Boris flew back from a family holiday in the Dominican Republic and made it clear through his supporters that he was determined to get back the premiership, having resigned from the job in July following the resignation of some 60 ministers, including the health secretary Sajid Javid and Rishi, who was then chancellor.
In an interview with BBC North West Tonight, Brady said “two candidates” had reached the threshold of 100 nominations, but “one of them decided not to then submit his nomination”.
That was Boris.
The one who did not get 100 nominations was the leader of the Commons, Penny Mordaunt, who has been retained by Rishi in the same job when he appointed his cabinet.
In announcing he would not be running, Boris was telling the truth when he said: “I can confirm that I have cleared the very high hurdle of 102 nominations, including a proposer and a seconder, and I could put my nomination in tomorrow.”
Boris went on: “There is a very good chance that I would be successful in the election with Conservative Party members – and that I could indeed be back in Downing Street on Friday.
“But in the course of the last days I have sadly come to the conclusion that this would simply not be the right thing to do.”
He said he had reached out to both Rishi and Mordaunt because he had “hoped that we could come together in the national interest – we have sadly not been able to work out a way of doing this.
“You can’t govern effectively unless you have a united party in Parliament.”
At the time there was doubt about whether Boris really had crossed the 100 threshold.
For example, the BBC’s chief political correspondent, Nick Eardley, had commented: “The former prime minister says he got 102 backers. We can’t verify this, the public number is lower and we may never know for sure. It’s safe to say many MPs are sceptical he had the number his campaign says.”
Brady is the man who tells Prime Ministers to step down when it becomes clear they no longer command the support of their parliamentary colleagues.
He did that with Theresa May in 2019, and with Boris in July 2022. Brady said Boris was initially reluctant to resign.
On the night Brady spoke to Boris, the latter was “still determined to go on”.
Brady went on: "He (Boris) mulled it over after that, and he called me early the next morning to say that he’d changed his mind.”

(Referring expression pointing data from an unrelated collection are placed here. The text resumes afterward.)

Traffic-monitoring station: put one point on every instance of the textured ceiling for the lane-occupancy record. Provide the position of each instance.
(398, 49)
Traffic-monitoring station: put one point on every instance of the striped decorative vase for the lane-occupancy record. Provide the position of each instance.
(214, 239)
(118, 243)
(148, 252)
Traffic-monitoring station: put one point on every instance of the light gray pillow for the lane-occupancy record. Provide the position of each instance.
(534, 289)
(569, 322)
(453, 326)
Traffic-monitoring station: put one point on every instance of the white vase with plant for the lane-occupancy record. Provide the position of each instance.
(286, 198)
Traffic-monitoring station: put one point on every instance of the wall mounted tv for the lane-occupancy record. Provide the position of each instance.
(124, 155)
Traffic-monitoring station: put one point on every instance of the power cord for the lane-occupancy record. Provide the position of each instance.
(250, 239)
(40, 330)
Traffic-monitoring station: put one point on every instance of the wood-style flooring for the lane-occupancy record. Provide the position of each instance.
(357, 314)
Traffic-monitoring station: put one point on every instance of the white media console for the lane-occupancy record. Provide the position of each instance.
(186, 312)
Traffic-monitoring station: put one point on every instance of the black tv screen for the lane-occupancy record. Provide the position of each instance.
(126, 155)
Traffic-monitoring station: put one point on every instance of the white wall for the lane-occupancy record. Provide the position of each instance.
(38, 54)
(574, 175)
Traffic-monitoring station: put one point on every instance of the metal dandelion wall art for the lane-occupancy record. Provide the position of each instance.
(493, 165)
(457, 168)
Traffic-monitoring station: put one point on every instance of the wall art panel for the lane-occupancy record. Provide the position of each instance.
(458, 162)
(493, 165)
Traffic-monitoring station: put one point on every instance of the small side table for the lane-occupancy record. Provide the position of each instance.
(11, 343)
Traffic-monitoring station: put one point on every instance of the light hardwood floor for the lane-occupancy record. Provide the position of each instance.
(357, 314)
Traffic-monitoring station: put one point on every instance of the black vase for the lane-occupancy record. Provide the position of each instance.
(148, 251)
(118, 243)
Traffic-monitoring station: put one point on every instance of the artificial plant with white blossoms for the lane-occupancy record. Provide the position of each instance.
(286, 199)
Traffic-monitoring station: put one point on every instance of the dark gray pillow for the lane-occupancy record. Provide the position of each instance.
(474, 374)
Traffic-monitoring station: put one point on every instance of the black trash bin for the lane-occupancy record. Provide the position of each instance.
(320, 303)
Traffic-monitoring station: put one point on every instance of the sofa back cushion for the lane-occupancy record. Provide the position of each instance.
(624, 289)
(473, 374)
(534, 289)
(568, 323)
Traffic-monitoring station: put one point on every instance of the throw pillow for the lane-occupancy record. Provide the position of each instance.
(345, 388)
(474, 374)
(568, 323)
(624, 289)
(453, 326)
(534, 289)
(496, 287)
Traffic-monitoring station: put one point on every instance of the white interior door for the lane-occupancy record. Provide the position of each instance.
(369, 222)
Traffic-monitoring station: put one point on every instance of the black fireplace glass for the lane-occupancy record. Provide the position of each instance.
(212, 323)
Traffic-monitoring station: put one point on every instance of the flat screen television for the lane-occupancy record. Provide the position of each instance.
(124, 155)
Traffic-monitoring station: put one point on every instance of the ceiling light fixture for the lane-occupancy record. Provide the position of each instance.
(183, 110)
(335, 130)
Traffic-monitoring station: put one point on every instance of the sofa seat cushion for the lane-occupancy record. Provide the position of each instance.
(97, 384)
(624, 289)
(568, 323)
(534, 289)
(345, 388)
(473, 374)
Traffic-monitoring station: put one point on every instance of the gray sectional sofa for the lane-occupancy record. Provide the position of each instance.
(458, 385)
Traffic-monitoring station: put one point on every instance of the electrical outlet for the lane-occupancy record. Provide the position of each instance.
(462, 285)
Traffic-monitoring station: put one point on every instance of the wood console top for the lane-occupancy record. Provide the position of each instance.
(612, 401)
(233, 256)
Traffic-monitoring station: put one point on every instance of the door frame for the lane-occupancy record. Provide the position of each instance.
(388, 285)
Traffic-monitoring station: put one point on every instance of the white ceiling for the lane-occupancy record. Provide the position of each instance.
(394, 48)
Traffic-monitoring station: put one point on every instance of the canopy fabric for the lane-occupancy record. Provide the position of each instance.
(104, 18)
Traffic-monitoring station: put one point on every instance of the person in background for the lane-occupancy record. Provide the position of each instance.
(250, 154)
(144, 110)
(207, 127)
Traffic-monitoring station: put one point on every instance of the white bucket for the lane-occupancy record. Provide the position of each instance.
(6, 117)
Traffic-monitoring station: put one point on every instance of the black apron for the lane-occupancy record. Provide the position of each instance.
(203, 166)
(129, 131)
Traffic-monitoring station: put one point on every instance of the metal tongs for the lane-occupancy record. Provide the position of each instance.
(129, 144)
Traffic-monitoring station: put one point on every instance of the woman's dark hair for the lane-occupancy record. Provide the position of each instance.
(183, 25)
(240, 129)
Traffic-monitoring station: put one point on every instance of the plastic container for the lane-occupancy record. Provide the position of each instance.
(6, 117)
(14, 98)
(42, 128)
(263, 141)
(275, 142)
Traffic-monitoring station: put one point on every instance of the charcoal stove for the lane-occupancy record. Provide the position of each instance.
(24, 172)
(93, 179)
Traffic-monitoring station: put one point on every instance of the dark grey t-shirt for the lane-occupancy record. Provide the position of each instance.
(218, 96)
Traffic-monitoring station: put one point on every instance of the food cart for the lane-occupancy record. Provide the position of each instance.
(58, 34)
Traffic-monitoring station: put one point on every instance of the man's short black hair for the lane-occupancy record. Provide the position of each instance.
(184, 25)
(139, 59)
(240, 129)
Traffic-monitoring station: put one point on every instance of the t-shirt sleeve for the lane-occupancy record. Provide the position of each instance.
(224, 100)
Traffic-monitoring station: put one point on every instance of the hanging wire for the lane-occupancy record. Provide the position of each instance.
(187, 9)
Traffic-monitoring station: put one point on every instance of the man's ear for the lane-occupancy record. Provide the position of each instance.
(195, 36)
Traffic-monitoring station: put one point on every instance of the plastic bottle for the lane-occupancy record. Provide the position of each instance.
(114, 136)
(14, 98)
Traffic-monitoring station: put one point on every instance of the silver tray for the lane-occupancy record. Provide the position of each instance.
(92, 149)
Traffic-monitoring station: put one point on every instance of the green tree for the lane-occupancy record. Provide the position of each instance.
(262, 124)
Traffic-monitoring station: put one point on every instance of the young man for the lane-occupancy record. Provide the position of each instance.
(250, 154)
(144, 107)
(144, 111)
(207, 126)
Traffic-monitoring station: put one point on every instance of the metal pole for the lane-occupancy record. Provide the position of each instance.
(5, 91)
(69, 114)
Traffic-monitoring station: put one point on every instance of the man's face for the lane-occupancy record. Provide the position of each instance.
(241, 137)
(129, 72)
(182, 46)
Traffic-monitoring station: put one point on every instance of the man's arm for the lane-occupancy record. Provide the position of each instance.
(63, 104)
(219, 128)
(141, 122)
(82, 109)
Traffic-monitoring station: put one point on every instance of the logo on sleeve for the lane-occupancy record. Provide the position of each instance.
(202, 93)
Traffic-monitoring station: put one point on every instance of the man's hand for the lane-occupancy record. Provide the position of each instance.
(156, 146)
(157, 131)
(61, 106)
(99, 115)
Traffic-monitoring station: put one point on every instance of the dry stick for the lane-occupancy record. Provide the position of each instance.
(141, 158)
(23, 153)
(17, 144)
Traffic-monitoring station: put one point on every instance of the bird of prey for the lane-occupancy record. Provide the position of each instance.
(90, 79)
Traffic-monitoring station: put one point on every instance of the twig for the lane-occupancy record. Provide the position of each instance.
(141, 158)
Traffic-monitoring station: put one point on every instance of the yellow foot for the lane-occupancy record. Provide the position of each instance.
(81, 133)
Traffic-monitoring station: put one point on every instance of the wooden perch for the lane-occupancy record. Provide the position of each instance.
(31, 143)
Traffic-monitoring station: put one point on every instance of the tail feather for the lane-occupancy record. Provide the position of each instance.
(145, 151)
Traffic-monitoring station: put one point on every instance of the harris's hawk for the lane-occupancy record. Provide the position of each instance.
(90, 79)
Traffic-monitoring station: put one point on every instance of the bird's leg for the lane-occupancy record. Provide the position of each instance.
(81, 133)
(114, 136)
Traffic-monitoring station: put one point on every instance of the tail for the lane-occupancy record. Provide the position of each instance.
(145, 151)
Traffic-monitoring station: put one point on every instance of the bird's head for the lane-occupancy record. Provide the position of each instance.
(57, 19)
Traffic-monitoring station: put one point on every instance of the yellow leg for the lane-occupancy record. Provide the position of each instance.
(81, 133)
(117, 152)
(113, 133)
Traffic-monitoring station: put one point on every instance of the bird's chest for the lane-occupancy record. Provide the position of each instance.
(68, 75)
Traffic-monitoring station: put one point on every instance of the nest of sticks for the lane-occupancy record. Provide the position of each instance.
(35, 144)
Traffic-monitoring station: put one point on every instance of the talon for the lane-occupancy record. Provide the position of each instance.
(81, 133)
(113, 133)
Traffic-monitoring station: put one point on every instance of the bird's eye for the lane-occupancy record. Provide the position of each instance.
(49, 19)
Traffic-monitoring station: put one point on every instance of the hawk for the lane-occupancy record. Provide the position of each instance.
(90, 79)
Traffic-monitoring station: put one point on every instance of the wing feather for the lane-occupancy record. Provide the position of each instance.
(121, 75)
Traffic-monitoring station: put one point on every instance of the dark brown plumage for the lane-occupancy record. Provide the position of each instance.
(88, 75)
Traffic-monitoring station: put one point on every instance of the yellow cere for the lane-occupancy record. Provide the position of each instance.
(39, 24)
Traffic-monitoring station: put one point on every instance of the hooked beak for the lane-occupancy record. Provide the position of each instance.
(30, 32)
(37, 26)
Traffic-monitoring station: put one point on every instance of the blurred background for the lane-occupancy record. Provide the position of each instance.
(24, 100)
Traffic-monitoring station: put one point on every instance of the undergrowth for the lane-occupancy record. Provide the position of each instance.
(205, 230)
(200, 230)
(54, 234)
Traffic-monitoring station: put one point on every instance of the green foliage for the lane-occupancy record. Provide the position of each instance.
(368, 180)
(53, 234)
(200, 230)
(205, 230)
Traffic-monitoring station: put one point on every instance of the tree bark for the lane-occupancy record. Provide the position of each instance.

Truss recognised her time was up. Brady said: “I was reaching for my phone when I got a message saying the Prime Minister had asked to see me.
“When I went in to see her with her chief of staff Mark Fullbrook, she asked me the question – she said, ‘It’s pretty bad, isn’t it?’ To which I replied, ‘Yes, it is pretty bad’.
“She asked the second question, ‘Do you think it’s retrievable?’ And I said, ‘No, I don’t think it is.’ And she replied that she didn’t either.”
Brady explained that a bar was set at 100 MPs to speed up the contest. But had there been two candidates, Conservative party members would have been required to vote in an online ballot. However, after Boris pulled out, Rishi became party leader via a “coronation”.
It seems that some Tory party members cannot stomach the idea of Indian origin MP as their leader and have resigned their membership in disgust, a reliable source has told The Telegraph (of India).
In the meeting that took place between Boris and Rishi, the former Prime Minister apparently said that if it came to a ballot of party members he was sure he would win. Therefore, it was wiser for Rishi to step down in return for the promise of a top job in Boris’s future cabinet. It was an offer Rishi did not accept.